Creating the Interface
# Documentation RFQ Tab
with gr.Blocks() as rfq:
gr.Markdown("### RFQ Chat")
document_chat = gr.ChatInterface(
fn=get_rfq_response,
type="messages",
examples=["What is the price of table 1?",
"What are the quantities for table 1?"],
description="Ask questions about RFQ data.",
save_history=True,
editable=True
)
# Area to upload new files
gr.Markdown("### Upload New RFQ File")
upload_button = gr.Files(file_types=[".pdf"], type="filepath", label="Upload RFQ pdfs")

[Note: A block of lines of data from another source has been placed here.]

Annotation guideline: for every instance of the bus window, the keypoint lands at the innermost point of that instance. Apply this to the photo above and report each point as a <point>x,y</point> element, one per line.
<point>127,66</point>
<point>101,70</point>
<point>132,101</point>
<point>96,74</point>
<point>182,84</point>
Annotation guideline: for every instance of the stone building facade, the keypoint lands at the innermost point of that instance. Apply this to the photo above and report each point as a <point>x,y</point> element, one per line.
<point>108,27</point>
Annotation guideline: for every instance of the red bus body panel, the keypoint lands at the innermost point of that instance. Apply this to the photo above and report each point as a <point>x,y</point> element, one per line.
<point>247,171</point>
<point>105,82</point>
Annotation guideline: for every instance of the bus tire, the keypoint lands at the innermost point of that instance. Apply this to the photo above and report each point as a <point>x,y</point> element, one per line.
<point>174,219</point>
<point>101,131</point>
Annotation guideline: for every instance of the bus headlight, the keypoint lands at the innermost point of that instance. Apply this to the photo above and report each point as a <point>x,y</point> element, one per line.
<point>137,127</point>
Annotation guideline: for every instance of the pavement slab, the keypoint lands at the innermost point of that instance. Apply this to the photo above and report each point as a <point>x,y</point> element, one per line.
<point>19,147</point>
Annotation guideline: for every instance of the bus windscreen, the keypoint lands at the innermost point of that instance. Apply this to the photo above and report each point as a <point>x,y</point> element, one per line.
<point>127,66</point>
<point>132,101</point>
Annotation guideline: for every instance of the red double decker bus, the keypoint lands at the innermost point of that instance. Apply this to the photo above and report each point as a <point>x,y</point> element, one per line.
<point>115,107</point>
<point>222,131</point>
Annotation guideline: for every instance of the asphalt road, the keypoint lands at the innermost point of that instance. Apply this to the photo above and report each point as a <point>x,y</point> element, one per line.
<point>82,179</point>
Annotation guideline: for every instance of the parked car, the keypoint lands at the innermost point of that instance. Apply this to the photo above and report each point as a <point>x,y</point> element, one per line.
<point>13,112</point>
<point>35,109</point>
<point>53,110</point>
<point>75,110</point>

upload_output = gr.Textbox(label="Upload Status")
upload_button.upload(fn=upload_files, inputs=[upload_button, gr.State(UPLOAD_FOLDER_RFQ)], outputs=upload_output)
# Button to delete uploaded files
delete_button = gr.Button("Clear Upload Folder", variant="stop")
delete_output = gr.Textbox(label="Delete Status")
delete_button.click(fn=delete_uploaded_files, inputs=gr.State(UPLOAD_FOLDER_RFQ), outputs=delete_output)
# Chat Metrics Tab
metrics = gr.Interface(
fn=get_metrics,
inputs=None,
outputs=gr.Dataframe(headers=["Interaction #", "Question", "Answer Word Count", "Answer Character Count"]),
title="Chat Metrics",
)
# Create tabbed interface
app = gr.TabbedInterface(
[telemetry, document, rfq, metrics],
["Telemetry" ,"Documentation","RFQ", "Metrics"],
title="HP - Business Edge",
theme = theme,
css="body { color-scheme: dark; }"
)
app.launch(share=True, server_name="0.0.0.0", server_port=7861)
This section of the code defines the user interface for the use cases. The interface consists of a chat area where users can input queries about the uploaded files and receive responses using the function corresponding to the required use case. Example queries, such as asking for trends or insights, are provided to guide users on how to interact with the system. The chat interface also includes features like saving chat history, making it a flexible and user-friendly experience.
In addition to the chat function, the interfaces also include file management tools for uploading and deleting files. Users can upload files through an upload button, which moves the files to the designated folder and provides a status update on the upload process. There is also a delete button that allows users to clear the upload folder, ensuring that only the most relevant files are retained. These features are implemented for all use cases, meaning the documentation and telemetry tabs have nearly identical functionalities.
The system also includes a metrics tab, which provides insights into chat interactions. The get_metrics() function generates a table displaying the interaction number, user question, and the length of the system’s responses in both word and character counts. This tab allows users to analyse system performance and response efficiency across different queries.
To structure the interface, each use case, and the metrics section, is placed in its own separate tab using the gr.TabbedInterface() function. This ensures that users can easily navigate between different functionalities without confusion. The application is then launched with specified settings, such as enabling sharing and defining the server configuration.